Lemuren – die cleveren Halbaffen von Madagaskar
Julian, Maurice und Mort aus dem Film Madagascar haben viele dazu bewegt, sich mehr für die aufgeweckten Halbaffen zu interessieren. Seitdem wissen wir einiges über die Lemuren: sie sind keine Einzelgänger, sie sind musikalisch und sie tanzen gern. Abgesehen davon, dass sie ganz schön eigenwillig sein können. Tatsache ist, dass mehr als 100 Arten von Lemuren durch die Wälder von Madagaskar toben. Und immer wieder werden neue Arten entdeckt. Die Mehrzahl ist leider bedroht. Lemuren leben in den Regenwäldern im Osten des Landes und in den Baobabwäldern. Leider verschwinden die Wälder auf der Insel immer mehr. Dabei hätten wir Menschen alles Interesse, die niedlichen Baumbewohner zu schützen. Die urzeitlichen Insektenfresser gelten als Urahnen aller Primaten, zu denen Affen zählen und letztlich auch wir Menschen. An ihren Genen konnte man feststellen, dass sie zu einer älteren Entwicklungsform gehören als "moderne" Affen wie Paviane oder Schimpansen.

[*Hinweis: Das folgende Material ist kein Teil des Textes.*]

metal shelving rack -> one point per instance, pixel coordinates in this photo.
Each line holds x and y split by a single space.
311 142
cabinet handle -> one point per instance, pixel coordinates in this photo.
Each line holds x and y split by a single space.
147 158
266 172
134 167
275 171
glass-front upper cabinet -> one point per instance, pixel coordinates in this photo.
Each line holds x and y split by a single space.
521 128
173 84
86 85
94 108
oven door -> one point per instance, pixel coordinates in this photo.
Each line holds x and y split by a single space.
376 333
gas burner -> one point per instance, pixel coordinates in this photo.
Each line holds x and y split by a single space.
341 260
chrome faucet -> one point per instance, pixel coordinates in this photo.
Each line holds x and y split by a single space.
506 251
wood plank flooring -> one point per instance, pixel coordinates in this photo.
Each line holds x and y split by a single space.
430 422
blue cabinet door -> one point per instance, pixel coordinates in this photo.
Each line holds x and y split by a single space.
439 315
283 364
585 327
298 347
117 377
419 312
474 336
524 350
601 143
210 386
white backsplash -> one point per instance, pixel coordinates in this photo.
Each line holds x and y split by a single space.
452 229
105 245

Die bekannteste Lemurenart sind die Katta. Die putzigen Felltiere besitzen ein grauweißes Fell und einen schwarz-weiß gestreiften, buschigen Schwanz. Im Unterschied zu anderen Lemurenarten sind die Katta hauptsächlich tagaktiv. Katta verbringen viel Zeit am Boden. Und wie im Film tanzen sie gerne. Sie leben in Gruppen von 13 bis 15 Tieren, die von einem Weibchen angeführt werden. Katta sind als Allesfresser bekannt, doch Obst zählt zu ihrer Lieblingsspeise.
Die Indris und die Seelen der Ahnen
Die größte Lemurenart sind die Indris, schwarz-weiße Baumbewohner. Die Indris leben als Paar und sind sehr treu. Nur wenn ein Partner stirbt, suchen sie sich einen neuen Gefährten. Bekannt sind Indries für ihre Morgengesänge, die sie im Duett anstimmen. Von 7.00 bis 11.00 Uhr erklingen ihre lauten Gesänge durch den Wald. Die Ureinwohner Madagaskars verehren sie als heilige Wesen. Die Primaten sind tagaktiv. Sie besitzen die Angewohnheit, ausgiebige Sonnenbäder zu nehmen. Die Ureinwohner haben daraus den Schluss gezogen, dass die Lemuren die Sonne anbeten. Einige glauben sogar, dass die Seelen der Toten in den Indris weiterleben. Für den Bestand der Indris ist der Aberglaube äußerst vorteilhaft. Sie werden nämlich nicht wie andere Lemuren von der Bevölkerung gejagt.
Die Spechte unter den Lemuren
Die Mausmakis, die nicht größer als 16 cm sind, zählt man zu den Katzen- und Zwergmakis. Wie du auf dem Foto rechts siehst, besitzen sie lange Finger und werden deshalb auch Fingertiere genannt. Sie gehören zu den seltensten Tierarten der Welt. Sie sind Insektenfresser und tun das, was bei uns die Spechte erledigen. Sie reinigen die Baumrinden von Insekten. Mit ihrem extrem dünnen Mittelfinger pulen sie wie mit einer Art Sonde ihre Beute unter den Baumrinden hervor. Außerdem sind sie wahre Hör-Spezialisten. Mit ihren riesigen, fledermausartigen Ohren können sie sogar das Nagen der Insekten im Holz hören!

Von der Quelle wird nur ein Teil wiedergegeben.